Among the most successful film franchises of all time, Harry Potter invited audiences to a world of magic and adventure at the wizarding school of Hogwarts. But for the next film in JK Rowling’s series, Fantastic Beasts introduces new characters, a different time-period, and a new setting in the streets of New York. For the most part, this change in tone and perspective helps remove some of the sameness that comes with franchise reboots and spin-offs. But while the immediate film is certainly enjoyable, the quality falters when Fantastic Beasts’ focuses more on setting up sequels then its own strengths as a stand-alone adventure.
With the shackles of the Harry Potter storyline removed, Fantastic Beasts‘ is allowed to forge its own identity, creating a more adult interpretation of the wizarding world then we are familiar with. the 1920’s setting compliments this new direction by stewing the film in a combination of prohibition-time intrigue, as well as a look into the differences between how British and American wizarding communities function. While there are the occasional name-drops that longtime fans will enjoy, they never distract from the immediate actions in the film, merely serving to add context to the film in relation to the Harry Potter series.
Most of the performances add plenty of dramatic weight to your traditional blockbuster fare. Eddie Redmaynes’ Newt Scamander is portrayed as a Grizzly Man/Steve Irwin-esque figure, a man whose inability to connect with people is only outmatched by his love and respect for animals. Theres a legitimate love and care that comes from Redmayne in these scenes, and it brings a lot of life to what are otherwise CGI animals. Special mention should be made to Dan Fogler, who delivers an enjoyable turn as Scamander’s friend, even while he never breaks out of the typical comedic relief archetype.
And while these performances are all well and good, the real stars of Fantastic Beasts are the beasts themselves. While the CGI doesn’t exactly make them appear lifelike, the designs manage to shine through, and give us some of the more creative moments in the film. At its best, the film takes the time to explore these creatures, making even the more wildly creative beasts feel fully fleshed out, if not more believable. The team behind bringing these creatures to life should be commended for their work, and are likely to receive recognition for their efforts come awards season.

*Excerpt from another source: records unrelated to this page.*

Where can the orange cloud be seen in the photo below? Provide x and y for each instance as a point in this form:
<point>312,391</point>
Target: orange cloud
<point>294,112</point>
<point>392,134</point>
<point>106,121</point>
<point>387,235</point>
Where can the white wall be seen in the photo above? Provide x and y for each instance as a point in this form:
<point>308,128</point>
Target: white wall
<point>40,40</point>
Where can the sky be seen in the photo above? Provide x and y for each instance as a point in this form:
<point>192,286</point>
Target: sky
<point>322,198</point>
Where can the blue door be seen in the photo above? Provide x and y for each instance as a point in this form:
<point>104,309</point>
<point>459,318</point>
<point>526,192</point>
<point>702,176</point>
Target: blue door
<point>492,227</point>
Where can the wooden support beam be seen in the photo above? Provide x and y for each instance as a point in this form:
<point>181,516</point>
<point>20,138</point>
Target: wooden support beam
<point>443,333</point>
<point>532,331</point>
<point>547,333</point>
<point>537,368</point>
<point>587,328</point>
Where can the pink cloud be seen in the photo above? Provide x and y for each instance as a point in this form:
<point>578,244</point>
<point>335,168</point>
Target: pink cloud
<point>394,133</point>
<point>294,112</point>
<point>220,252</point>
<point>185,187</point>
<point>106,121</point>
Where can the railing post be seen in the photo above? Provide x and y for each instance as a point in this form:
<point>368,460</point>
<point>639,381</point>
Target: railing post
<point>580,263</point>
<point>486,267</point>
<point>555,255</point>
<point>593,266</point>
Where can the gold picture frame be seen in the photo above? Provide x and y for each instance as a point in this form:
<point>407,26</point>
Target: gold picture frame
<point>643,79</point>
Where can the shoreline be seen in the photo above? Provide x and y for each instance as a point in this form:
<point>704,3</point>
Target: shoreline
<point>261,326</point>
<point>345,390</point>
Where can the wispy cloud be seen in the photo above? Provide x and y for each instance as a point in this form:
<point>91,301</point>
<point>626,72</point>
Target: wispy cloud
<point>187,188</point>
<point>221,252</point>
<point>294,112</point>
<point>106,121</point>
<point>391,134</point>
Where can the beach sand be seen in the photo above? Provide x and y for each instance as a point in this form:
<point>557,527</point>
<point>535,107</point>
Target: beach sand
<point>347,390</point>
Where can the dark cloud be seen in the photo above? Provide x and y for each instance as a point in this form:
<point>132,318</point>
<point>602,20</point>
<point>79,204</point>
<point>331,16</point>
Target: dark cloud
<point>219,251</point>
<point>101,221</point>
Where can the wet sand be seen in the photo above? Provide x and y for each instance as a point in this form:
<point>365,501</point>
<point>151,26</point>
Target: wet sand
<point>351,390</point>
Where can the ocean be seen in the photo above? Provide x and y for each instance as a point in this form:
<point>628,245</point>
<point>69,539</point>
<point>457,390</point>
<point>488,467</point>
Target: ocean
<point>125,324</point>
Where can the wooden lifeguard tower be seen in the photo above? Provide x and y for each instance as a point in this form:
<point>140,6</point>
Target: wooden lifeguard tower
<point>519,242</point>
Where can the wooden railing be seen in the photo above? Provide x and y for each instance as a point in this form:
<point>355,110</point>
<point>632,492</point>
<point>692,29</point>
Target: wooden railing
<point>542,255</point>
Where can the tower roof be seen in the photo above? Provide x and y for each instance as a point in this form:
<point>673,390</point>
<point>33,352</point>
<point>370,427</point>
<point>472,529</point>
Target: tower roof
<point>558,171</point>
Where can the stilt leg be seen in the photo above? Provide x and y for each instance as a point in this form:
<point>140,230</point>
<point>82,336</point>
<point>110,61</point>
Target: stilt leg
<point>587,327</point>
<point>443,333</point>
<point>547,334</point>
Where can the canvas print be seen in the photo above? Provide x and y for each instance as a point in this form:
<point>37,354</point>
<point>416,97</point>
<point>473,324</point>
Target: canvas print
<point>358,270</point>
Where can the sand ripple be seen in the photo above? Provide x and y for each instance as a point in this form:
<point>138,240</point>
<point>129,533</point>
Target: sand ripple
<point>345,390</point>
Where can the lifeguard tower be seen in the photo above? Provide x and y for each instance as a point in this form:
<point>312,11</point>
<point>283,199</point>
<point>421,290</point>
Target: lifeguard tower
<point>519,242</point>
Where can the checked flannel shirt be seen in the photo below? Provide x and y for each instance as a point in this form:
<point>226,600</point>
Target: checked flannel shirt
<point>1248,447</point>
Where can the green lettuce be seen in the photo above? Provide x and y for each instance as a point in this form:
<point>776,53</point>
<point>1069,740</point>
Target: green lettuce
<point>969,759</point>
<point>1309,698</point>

Sadly, For a film titled Fantastic Beasts and Where to Find Them, there aren’t that many to find. While that isn’t to say this aspect of the film is neglected all together, a large portion of this film spends its time setting up sequels, and it never naturally melds with the Fantastic Beasts‘ portion. Often, the film stops things just as they seem to be getting interesting, and it never seems to gain back its momentum. Perhaps this comes from the length of the original story, but the way Director David Yates attempts to overcome this ends up distracting from the stand-alone strengths of this first entry into a new series. While things appear to get larger-then-life by the end, it all feels artificial with the knowledge that they are setting up something supposedly bigger.
Making matters worse is the set up for upcoming villain Grindelwald. For those who don’t know, he’s intended to be this series’s Voldemort, but he never feels natural in Fantastic Beasts‘ plot, even harming what seemed to be the films’ main antagonist by-association. Yet despite this, the film constantly treats each mention of the name Grindelwald like a bombshell, much in the same way the reveal of Kylo Ren’s identity was handled in the last Star Wars film; this is problematic, considering what should be the jumping point for anyone not intimately familiar with the Harry Potter franchise are already being left out of major moments in Fantastic Beasts, just because they didn’t already read the book and know why this Grindelwald person is so important. And with how prevalent these mentions are within the film, it ends up making Fantastic Beasts feeling like a side-story in its own film.
There’s plenty to enjoy in Fantastic Beasts, but the film never allows you to sit back and enjoy it on its own merits. By forcing a stand-alone plot into the role of a franchise stepping stone, the plot feels inconsequential, with constant reminders of “something bigger coming” undercutting the importance of the current events going on in the film. There’s still plenty to love, from strong performances from the lead stars, and creative creature design that will delight audiences young and old alike. But the constant set ups to future events, and the overall lack of focus, takes away most of the magic that we should have found from the get go.